E as partes que não compreendemos ficam como espaços em branco, que serão preenchidos pela nossa sensibilidade e intuição.
Para isso, precisamos pertencer àquele terceiro grupo que analisamos no inicio desse ensaio, os racionais sensíveis, de forma a estarmos aptos ao preenchimento desses espaços.
Místicos pertencentes a este grupo, ao trabalhar um texto esotérico, mantém sempre uma atitude prudente de, humildemente, admitir que sua solução interpretativa pode estar incorreta, mesmo que aquela altura lhe pareça a mais adequada.
Textos esotéricos são assim, formados de duas partes: uma sólida e outra instável e flutuante, que é moldada pela mente daquele que o lê, sendo este fato responsável pelo fenômeno de múltiplas interpretações para um único texto.
O que difere o místico que interpreta um texto sagrado do fanático religioso é a presença ou a ausência da dúvida.
O fanático só tem certezas; o místico, na maioria das vezes, está cheio de dúvidas.
Ele, místico, sabe as limitações de sua natureza humana e ao mesmo tempo em que usa seu intelecto, aplica todo o seu coração ao processo interpretativo, pedindo ao Deus de sua compreensão que o inspire a cada passo de sua empreitada.

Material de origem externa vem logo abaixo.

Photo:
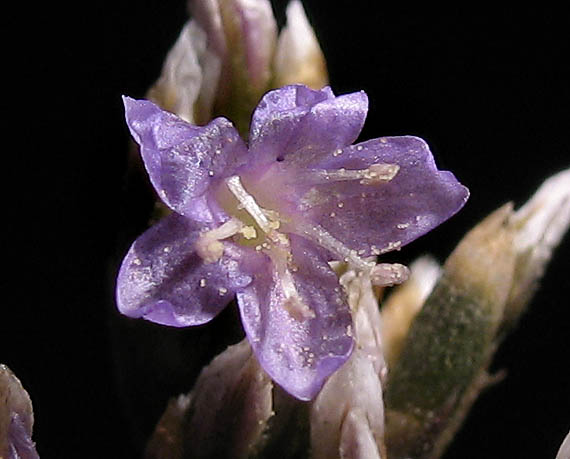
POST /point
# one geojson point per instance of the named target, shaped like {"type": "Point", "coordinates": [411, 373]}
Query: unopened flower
{"type": "Point", "coordinates": [16, 418]}
{"type": "Point", "coordinates": [229, 54]}
{"type": "Point", "coordinates": [262, 221]}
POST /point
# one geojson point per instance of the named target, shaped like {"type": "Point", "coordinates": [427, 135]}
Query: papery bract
{"type": "Point", "coordinates": [262, 221]}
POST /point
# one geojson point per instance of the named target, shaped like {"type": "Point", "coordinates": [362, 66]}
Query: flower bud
{"type": "Point", "coordinates": [486, 283]}
{"type": "Point", "coordinates": [16, 418]}
{"type": "Point", "coordinates": [224, 416]}
{"type": "Point", "coordinates": [347, 417]}
{"type": "Point", "coordinates": [229, 55]}
{"type": "Point", "coordinates": [564, 451]}
{"type": "Point", "coordinates": [299, 58]}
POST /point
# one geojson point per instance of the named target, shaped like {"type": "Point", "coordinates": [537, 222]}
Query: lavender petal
{"type": "Point", "coordinates": [376, 218]}
{"type": "Point", "coordinates": [299, 354]}
{"type": "Point", "coordinates": [183, 160]}
{"type": "Point", "coordinates": [164, 280]}
{"type": "Point", "coordinates": [302, 124]}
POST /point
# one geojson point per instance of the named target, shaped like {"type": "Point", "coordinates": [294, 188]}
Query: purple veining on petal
{"type": "Point", "coordinates": [298, 354]}
{"type": "Point", "coordinates": [183, 160]}
{"type": "Point", "coordinates": [164, 280]}
{"type": "Point", "coordinates": [263, 224]}
{"type": "Point", "coordinates": [301, 124]}
{"type": "Point", "coordinates": [385, 216]}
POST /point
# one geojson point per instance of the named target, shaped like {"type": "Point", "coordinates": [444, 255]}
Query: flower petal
{"type": "Point", "coordinates": [164, 280]}
{"type": "Point", "coordinates": [377, 218]}
{"type": "Point", "coordinates": [182, 160]}
{"type": "Point", "coordinates": [301, 124]}
{"type": "Point", "coordinates": [298, 354]}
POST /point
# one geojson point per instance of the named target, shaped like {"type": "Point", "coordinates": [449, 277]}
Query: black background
{"type": "Point", "coordinates": [488, 89]}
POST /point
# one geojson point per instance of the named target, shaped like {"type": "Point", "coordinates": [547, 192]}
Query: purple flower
{"type": "Point", "coordinates": [262, 221]}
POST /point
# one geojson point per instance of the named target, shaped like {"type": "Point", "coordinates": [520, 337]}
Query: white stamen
{"type": "Point", "coordinates": [249, 232]}
{"type": "Point", "coordinates": [248, 202]}
{"type": "Point", "coordinates": [373, 175]}
{"type": "Point", "coordinates": [322, 237]}
{"type": "Point", "coordinates": [293, 302]}
{"type": "Point", "coordinates": [388, 274]}
{"type": "Point", "coordinates": [208, 244]}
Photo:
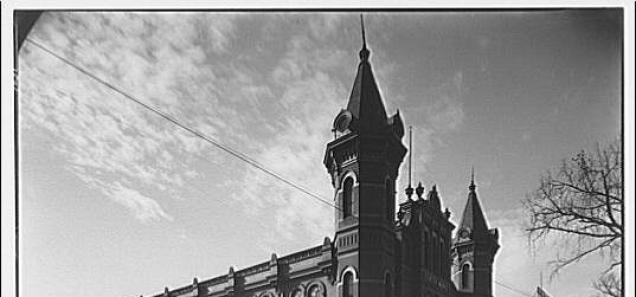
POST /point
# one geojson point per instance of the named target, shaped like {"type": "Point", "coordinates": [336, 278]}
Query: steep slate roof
{"type": "Point", "coordinates": [473, 217]}
{"type": "Point", "coordinates": [365, 103]}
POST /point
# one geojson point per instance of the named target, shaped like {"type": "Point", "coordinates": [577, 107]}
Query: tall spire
{"type": "Point", "coordinates": [473, 217]}
{"type": "Point", "coordinates": [472, 186]}
{"type": "Point", "coordinates": [364, 52]}
{"type": "Point", "coordinates": [365, 103]}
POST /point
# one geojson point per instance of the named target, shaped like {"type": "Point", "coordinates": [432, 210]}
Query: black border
{"type": "Point", "coordinates": [324, 10]}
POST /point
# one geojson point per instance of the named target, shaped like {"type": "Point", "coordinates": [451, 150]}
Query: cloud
{"type": "Point", "coordinates": [156, 57]}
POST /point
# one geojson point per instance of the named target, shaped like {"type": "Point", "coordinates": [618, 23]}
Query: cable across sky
{"type": "Point", "coordinates": [241, 156]}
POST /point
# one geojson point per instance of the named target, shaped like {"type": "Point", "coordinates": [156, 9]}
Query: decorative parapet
{"type": "Point", "coordinates": [264, 276]}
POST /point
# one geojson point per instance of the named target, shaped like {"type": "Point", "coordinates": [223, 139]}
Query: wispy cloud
{"type": "Point", "coordinates": [136, 156]}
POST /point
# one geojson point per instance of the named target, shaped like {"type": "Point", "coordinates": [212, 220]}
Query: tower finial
{"type": "Point", "coordinates": [409, 189]}
{"type": "Point", "coordinates": [364, 38]}
{"type": "Point", "coordinates": [472, 178]}
{"type": "Point", "coordinates": [410, 152]}
{"type": "Point", "coordinates": [364, 52]}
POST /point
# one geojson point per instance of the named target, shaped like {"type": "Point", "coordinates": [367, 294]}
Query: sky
{"type": "Point", "coordinates": [116, 201]}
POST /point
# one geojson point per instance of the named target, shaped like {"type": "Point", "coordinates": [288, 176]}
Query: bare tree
{"type": "Point", "coordinates": [609, 285]}
{"type": "Point", "coordinates": [582, 202]}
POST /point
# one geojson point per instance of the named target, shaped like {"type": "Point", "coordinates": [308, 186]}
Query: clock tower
{"type": "Point", "coordinates": [363, 163]}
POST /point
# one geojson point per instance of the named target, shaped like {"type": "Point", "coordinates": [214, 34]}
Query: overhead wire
{"type": "Point", "coordinates": [233, 152]}
{"type": "Point", "coordinates": [241, 156]}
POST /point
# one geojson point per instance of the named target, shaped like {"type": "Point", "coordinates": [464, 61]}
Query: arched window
{"type": "Point", "coordinates": [315, 291]}
{"type": "Point", "coordinates": [434, 254]}
{"type": "Point", "coordinates": [388, 196]}
{"type": "Point", "coordinates": [388, 286]}
{"type": "Point", "coordinates": [347, 285]}
{"type": "Point", "coordinates": [347, 197]}
{"type": "Point", "coordinates": [466, 276]}
{"type": "Point", "coordinates": [427, 250]}
{"type": "Point", "coordinates": [442, 258]}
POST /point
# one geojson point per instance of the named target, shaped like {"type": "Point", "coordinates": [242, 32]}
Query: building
{"type": "Point", "coordinates": [373, 254]}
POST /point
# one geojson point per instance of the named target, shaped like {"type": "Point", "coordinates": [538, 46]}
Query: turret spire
{"type": "Point", "coordinates": [364, 52]}
{"type": "Point", "coordinates": [472, 186]}
{"type": "Point", "coordinates": [365, 104]}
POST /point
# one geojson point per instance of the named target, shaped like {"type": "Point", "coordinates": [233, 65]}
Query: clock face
{"type": "Point", "coordinates": [297, 293]}
{"type": "Point", "coordinates": [315, 292]}
{"type": "Point", "coordinates": [343, 120]}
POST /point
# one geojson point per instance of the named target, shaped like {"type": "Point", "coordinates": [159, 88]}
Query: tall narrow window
{"type": "Point", "coordinates": [442, 259]}
{"type": "Point", "coordinates": [388, 286]}
{"type": "Point", "coordinates": [347, 285]}
{"type": "Point", "coordinates": [434, 255]}
{"type": "Point", "coordinates": [427, 250]}
{"type": "Point", "coordinates": [347, 197]}
{"type": "Point", "coordinates": [465, 276]}
{"type": "Point", "coordinates": [388, 195]}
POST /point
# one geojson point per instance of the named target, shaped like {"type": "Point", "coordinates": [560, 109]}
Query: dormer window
{"type": "Point", "coordinates": [347, 198]}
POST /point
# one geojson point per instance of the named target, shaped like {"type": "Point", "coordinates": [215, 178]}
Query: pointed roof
{"type": "Point", "coordinates": [473, 217]}
{"type": "Point", "coordinates": [365, 103]}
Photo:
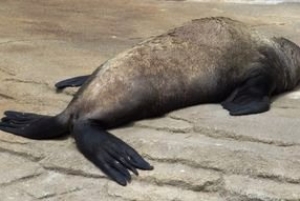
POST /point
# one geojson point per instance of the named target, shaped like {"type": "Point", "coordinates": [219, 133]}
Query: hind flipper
{"type": "Point", "coordinates": [250, 98]}
{"type": "Point", "coordinates": [72, 82]}
{"type": "Point", "coordinates": [113, 156]}
{"type": "Point", "coordinates": [31, 125]}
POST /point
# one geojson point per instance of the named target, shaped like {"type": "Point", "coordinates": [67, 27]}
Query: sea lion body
{"type": "Point", "coordinates": [200, 62]}
{"type": "Point", "coordinates": [206, 60]}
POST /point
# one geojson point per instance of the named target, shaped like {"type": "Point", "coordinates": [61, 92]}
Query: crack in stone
{"type": "Point", "coordinates": [221, 134]}
{"type": "Point", "coordinates": [26, 81]}
{"type": "Point", "coordinates": [27, 40]}
{"type": "Point", "coordinates": [5, 71]}
{"type": "Point", "coordinates": [23, 155]}
{"type": "Point", "coordinates": [169, 130]}
{"type": "Point", "coordinates": [179, 118]}
{"type": "Point", "coordinates": [21, 179]}
{"type": "Point", "coordinates": [59, 194]}
{"type": "Point", "coordinates": [72, 172]}
{"type": "Point", "coordinates": [184, 162]}
{"type": "Point", "coordinates": [4, 96]}
{"type": "Point", "coordinates": [278, 179]}
{"type": "Point", "coordinates": [275, 178]}
{"type": "Point", "coordinates": [208, 186]}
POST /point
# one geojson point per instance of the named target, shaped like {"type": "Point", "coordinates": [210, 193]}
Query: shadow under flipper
{"type": "Point", "coordinates": [33, 126]}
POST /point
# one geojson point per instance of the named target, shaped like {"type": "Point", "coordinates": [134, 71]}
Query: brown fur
{"type": "Point", "coordinates": [202, 61]}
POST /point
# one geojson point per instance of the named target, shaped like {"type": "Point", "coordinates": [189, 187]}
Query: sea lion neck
{"type": "Point", "coordinates": [291, 54]}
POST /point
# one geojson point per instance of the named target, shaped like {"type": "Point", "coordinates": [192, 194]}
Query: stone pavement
{"type": "Point", "coordinates": [199, 153]}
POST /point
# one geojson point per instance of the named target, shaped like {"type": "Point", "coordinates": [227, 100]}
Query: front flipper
{"type": "Point", "coordinates": [252, 97]}
{"type": "Point", "coordinates": [72, 82]}
{"type": "Point", "coordinates": [113, 156]}
{"type": "Point", "coordinates": [32, 126]}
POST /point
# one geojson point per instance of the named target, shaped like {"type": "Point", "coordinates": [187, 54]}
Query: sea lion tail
{"type": "Point", "coordinates": [32, 126]}
{"type": "Point", "coordinates": [72, 82]}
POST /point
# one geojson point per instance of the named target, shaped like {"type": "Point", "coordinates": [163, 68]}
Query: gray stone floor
{"type": "Point", "coordinates": [199, 153]}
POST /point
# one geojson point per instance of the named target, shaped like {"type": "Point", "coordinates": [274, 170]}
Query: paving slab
{"type": "Point", "coordinates": [198, 153]}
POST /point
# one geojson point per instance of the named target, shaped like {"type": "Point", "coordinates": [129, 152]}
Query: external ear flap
{"type": "Point", "coordinates": [250, 98]}
{"type": "Point", "coordinates": [72, 82]}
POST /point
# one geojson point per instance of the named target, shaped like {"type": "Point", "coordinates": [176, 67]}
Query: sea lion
{"type": "Point", "coordinates": [207, 60]}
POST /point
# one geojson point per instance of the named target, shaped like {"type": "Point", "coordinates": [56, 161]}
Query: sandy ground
{"type": "Point", "coordinates": [199, 153]}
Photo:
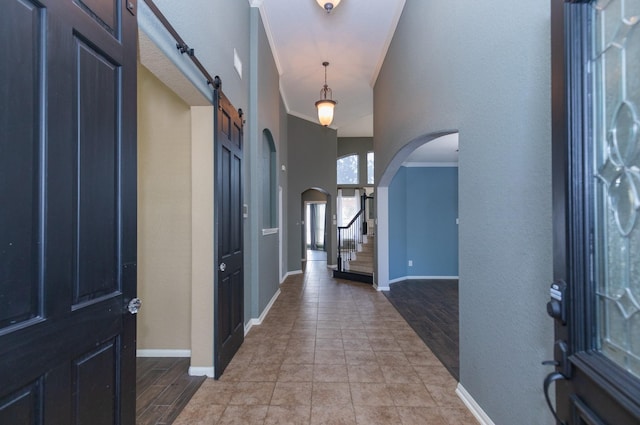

Assim, reverente, o místico verdadeiramente inspirado entra no texto esotérico como quem pisa em terreno sagrado, em silêncio, com humildade, sem nunca supor que sua interpretação seja definitiva, mas sim a mais satisfatória para aquele momento da sua vida.
O místico como um artista
Talvez a dificuldade desses textos seja circunstancial, talvez seja proposital e parte de uma estratégia
Cheios de vida, eles dançam ante nossos olhos, assumindo formas diversas, mas sempre adequadas as nossas capacidades, trazendo-nos mais que uma informação, uma experiência estética para nossa percepção.
Isto nada teria que ver com compreensão intelectual, mas seria como sentir o texto, da mesma forma que quem não sabe nada sobre música pode se deleitar com uma sinfonia.
Esta é a grande habilidade do interpretador místico: antes de ser um erudito, para concluir satisfatoriamente sua tarefa ele precisa ter a alma de um verdadeiro artista.